Il n'y a pas de règles avec les prodiges et le mode opératoire rappelle un certain Tadej Pogacar. Le Slovène, à peu près au même âge, avait explosé sur la Vuelta 2019, vainqueur de trois étapes et troisième du classement général, derrière Primoz Roglic et Alejandro Valverde. Sans demander la permission, en forçant la main de tout le monde, il avait pris le pouvoir au sein de son équipe, jusqu'à remporter son premier Tour de France un an plus tard.

Mais les similarités entre Del Toro et Pogacar ne s'arrêtent pas là. Sur le vélo, le Mexicain emprunte parfois le style de pédalage de son aîné, son aisance dans les bosses et son allure sur le plat. "Je crois qu'il croit en moi, mais je ne suis pas Tadej Pogacar, il a un plus gros moteur que moi", corrigeait le Mexicain il y a quelques jours. Il n'empêche, la ressemblance visuelle est féroce.

"Pogacar-esque"

Autre point commun, les deux larrons ont remporté le Tour de l'Avenir. Pour Isaac Del Toro, c'était en 2023. Il s'était imposé au col de la Loze, puis avait renversé le classement général sur la dernière étape en attaquant à 50 kilomètres de l'arrivée. "On ne le connaissait pas trop et il a marché très, très fort", se souvient Pierre-Yves Chatelon, sélectionneur de l'équipe de France, auprès de L'Equipe.

A l'époque, il avait impressionné Bernard Hinault, remporté tous les maillots distinctifs et suscité beaucoup d'intérêts. "Après ça, mon téléphone a explosé, des appels toutes les heures, c'était chaotique", confiait-il à GCN. Marc Madiot s'imagine alors pouvoir le recruter chez Groupama-FDJ. "J'étais intéressé", dit-il. Mais Matxin Fernandez, découvreur de talents depuis des années, avait déjà tout prévu et Del Toro a signé chez UAE, avec un contrat jusqu'en 2029.

En interne, on le sait déjà prêt à intégrer la cour des grands. La confirmation arrive rapidement. Dès le mois de janvier, pour son troisième jour de course chez les professionnels, le gamin s'impose en World Tour, sur le Tour Down Under, en faisant le coup du kilomètre dans une étape pour puncheurs-sprinteurs.

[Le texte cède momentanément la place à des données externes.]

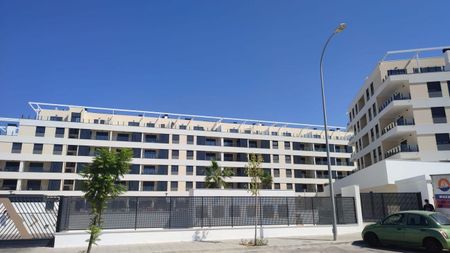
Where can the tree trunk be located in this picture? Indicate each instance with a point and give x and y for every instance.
(91, 237)
(256, 218)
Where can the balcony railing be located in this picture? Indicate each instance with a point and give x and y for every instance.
(398, 96)
(401, 122)
(401, 148)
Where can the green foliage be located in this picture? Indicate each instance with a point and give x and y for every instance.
(215, 176)
(101, 185)
(258, 178)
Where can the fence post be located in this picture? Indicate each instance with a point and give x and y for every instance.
(232, 212)
(419, 201)
(135, 213)
(372, 205)
(170, 212)
(60, 214)
(287, 210)
(202, 213)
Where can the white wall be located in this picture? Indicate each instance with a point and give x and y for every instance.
(386, 174)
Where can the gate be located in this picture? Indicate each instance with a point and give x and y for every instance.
(28, 220)
(375, 206)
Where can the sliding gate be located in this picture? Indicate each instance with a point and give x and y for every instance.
(28, 220)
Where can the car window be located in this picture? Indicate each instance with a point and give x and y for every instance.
(441, 219)
(416, 220)
(395, 219)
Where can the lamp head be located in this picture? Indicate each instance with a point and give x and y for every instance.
(340, 28)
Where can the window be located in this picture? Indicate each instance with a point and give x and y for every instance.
(443, 141)
(12, 166)
(275, 144)
(439, 115)
(122, 137)
(174, 170)
(75, 117)
(434, 89)
(40, 131)
(395, 219)
(73, 133)
(56, 167)
(288, 159)
(59, 132)
(288, 173)
(57, 149)
(102, 136)
(136, 153)
(175, 154)
(190, 139)
(189, 170)
(276, 172)
(85, 134)
(16, 148)
(190, 154)
(37, 149)
(135, 169)
(276, 158)
(175, 139)
(174, 186)
(287, 145)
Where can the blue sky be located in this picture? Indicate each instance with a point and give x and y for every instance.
(234, 58)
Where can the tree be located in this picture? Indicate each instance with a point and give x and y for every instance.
(215, 176)
(101, 185)
(258, 178)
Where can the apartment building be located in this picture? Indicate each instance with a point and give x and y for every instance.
(402, 112)
(170, 151)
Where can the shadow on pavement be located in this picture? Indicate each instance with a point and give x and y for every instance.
(392, 248)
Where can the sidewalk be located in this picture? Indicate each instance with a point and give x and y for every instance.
(275, 244)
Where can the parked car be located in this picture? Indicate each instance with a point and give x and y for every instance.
(429, 230)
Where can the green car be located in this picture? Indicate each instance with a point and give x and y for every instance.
(429, 230)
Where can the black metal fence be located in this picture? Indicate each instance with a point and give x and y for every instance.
(375, 206)
(25, 217)
(186, 212)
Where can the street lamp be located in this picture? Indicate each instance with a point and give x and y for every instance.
(339, 29)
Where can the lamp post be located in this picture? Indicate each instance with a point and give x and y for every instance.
(339, 29)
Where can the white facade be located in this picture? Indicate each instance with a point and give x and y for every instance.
(44, 154)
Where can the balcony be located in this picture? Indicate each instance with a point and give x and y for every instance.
(398, 96)
(400, 122)
(402, 148)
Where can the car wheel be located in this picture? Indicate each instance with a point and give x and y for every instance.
(372, 239)
(432, 245)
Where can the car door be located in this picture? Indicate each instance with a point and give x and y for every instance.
(391, 229)
(415, 229)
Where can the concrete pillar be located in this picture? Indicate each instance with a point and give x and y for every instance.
(353, 191)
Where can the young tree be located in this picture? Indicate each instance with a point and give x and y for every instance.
(258, 178)
(101, 184)
(215, 176)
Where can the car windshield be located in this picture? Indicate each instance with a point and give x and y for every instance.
(441, 219)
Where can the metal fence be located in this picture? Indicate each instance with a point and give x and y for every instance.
(186, 212)
(28, 217)
(375, 206)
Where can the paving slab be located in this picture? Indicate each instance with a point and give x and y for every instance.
(281, 244)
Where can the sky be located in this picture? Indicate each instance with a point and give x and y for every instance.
(255, 59)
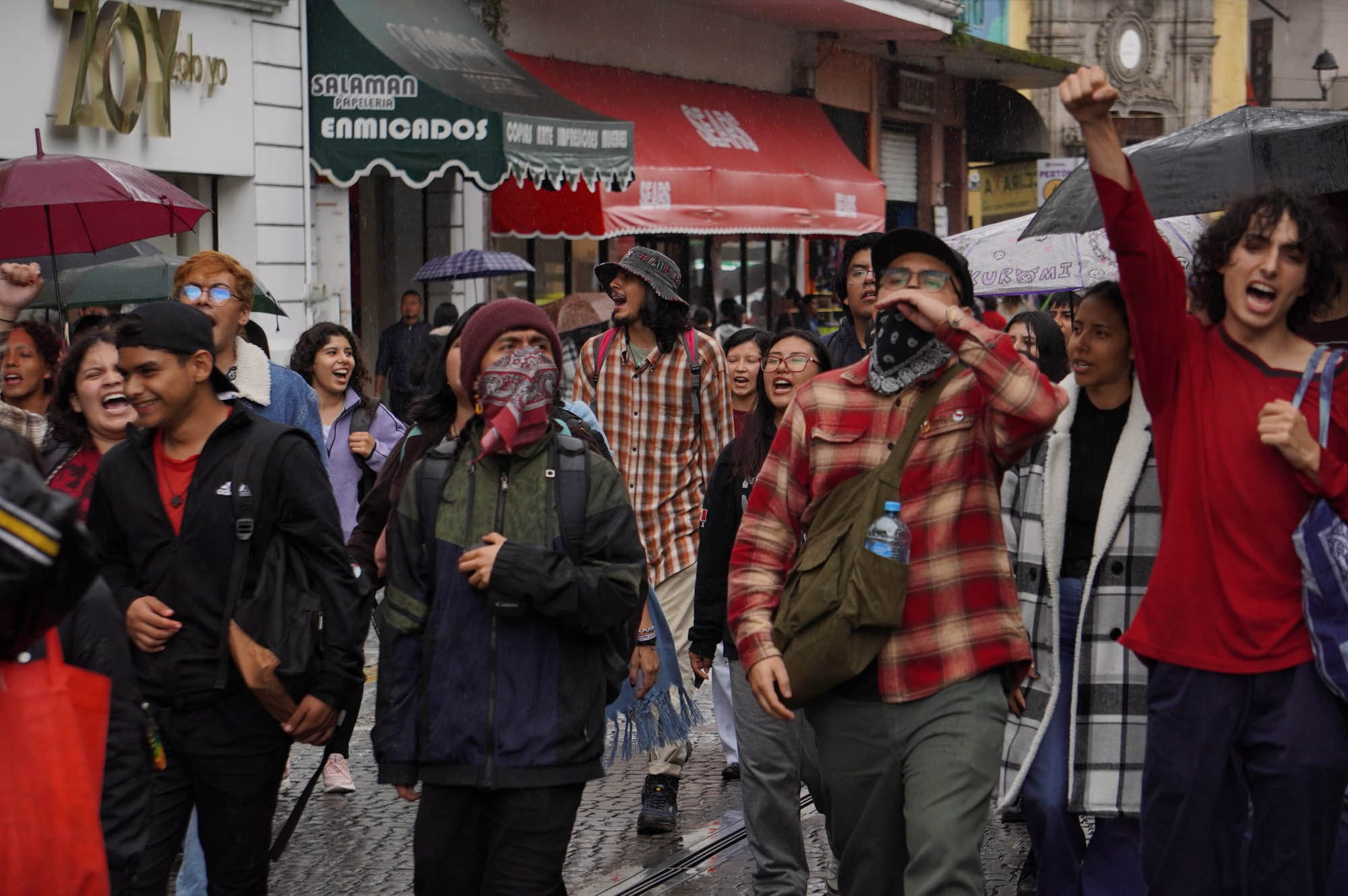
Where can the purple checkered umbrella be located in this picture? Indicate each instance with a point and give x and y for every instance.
(474, 263)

Robbie McEwen, légende du cyclisme australien, parle alors de victoire "Pogacar-esque".

Potentiellement plus précoce que Pogacar, Evenepoel et Bernal

Dans la foulée, Del Toro marque des points sur Tirreno-Adriatico. Venu pour aider Juan Ayuso, il termine au pied du podium. Sur l'étape reine, qui arrive au sommet du Monte Petrano, un col de 10 kilomètres à presque 8%, il n'est devancé que par Jonas Vingegaard, Juan Ayuso et Jai Hindley, des références en haute montagne. Il devient alors très clair que son éclosion est imminente, son rôle d'équipier voué à évoluer.

Mais lui ne dit rien, accepte, découvre la Vuelta comme coéquipier en fin de saison, sans objectif. Il attend son heure, visiblement arrivée sur le Giro 2025. "C'est un coureur incroyable, c'est un autre phénomène qu'on a là..", soufflait son directeur sportif Fabio Baldato, il y a quelques jours. Grimpeur, puncheur, bon rouleur, très agile sur son vélo grâce à son passé de vététiste et de crossman, en témoigne sa victoire à Bormio, Del Toro ne semble pas avoir de faiblesse.

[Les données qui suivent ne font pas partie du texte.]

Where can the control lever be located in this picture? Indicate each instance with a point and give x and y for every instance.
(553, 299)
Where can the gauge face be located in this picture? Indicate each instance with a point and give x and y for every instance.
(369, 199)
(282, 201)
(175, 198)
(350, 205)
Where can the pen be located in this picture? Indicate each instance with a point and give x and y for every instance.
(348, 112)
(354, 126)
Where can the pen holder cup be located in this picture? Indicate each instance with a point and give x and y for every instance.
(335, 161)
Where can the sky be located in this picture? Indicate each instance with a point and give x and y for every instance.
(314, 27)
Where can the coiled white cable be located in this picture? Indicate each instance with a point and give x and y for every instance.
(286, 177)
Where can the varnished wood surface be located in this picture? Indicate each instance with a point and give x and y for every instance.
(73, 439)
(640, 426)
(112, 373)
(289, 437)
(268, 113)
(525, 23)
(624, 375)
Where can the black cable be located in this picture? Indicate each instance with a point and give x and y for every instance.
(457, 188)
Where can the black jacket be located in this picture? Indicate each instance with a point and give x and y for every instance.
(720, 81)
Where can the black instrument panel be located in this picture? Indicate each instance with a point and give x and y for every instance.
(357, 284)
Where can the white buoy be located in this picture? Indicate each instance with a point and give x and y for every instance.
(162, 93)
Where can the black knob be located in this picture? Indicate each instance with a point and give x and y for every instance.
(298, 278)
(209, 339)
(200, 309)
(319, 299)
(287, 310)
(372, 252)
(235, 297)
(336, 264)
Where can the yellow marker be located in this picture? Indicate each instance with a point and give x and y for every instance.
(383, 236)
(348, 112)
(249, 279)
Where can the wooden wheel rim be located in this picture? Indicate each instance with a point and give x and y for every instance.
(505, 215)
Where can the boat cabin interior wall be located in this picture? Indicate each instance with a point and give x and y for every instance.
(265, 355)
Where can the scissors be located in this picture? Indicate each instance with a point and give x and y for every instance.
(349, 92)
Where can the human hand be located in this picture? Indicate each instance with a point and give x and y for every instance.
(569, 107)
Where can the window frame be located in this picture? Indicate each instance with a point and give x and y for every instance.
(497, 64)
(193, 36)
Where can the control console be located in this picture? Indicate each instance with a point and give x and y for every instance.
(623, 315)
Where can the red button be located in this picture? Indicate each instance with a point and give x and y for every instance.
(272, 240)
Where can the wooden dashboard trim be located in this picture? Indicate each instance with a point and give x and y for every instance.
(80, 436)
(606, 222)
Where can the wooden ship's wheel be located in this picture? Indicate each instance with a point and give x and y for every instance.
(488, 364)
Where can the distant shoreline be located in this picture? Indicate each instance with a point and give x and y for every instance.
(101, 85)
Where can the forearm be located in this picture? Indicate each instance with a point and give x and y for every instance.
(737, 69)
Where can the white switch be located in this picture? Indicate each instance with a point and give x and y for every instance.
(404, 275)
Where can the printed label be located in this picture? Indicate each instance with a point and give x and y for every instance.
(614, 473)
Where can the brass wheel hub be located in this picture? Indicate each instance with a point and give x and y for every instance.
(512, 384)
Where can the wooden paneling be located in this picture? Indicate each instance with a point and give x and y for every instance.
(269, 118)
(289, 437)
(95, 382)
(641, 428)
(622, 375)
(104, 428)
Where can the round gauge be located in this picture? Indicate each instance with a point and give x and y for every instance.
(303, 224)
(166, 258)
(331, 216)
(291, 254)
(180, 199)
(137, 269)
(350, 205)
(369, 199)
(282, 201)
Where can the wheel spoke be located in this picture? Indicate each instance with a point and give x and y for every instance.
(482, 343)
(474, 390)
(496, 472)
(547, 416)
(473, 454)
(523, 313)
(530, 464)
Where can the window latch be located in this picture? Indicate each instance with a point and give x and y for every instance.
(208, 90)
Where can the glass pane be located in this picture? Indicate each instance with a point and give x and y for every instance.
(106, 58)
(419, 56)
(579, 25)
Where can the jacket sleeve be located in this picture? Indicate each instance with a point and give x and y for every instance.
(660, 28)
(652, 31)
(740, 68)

S'il venait à remporter le Giro à Rome, dimanche, le Mexicain serait le deuxième plus jeune coureur vainqueur d'un Grand Tour d'après-guerre. Derrière Angelino Soler, vainqueur de la Vuelta 1961, mais devant Tadej Pogacar, Remco Evenepoel ou Egan Bernal, rien que ça.

Une façon de commencer à écrire sa propre histoire. Pas celle du nouveau Tadej Pogacar mais celle d'Isaac Del Toro. Celle d'un gamin venu d'une famille de cyclistes, qui a traversé l'Atlantique à l'adolescence pour courir en Europe et vivre en colocation, en Italie, avec ses coéquipiers mexicains, avant de devenir, quelques années plus tard, l'un des visages du peloton.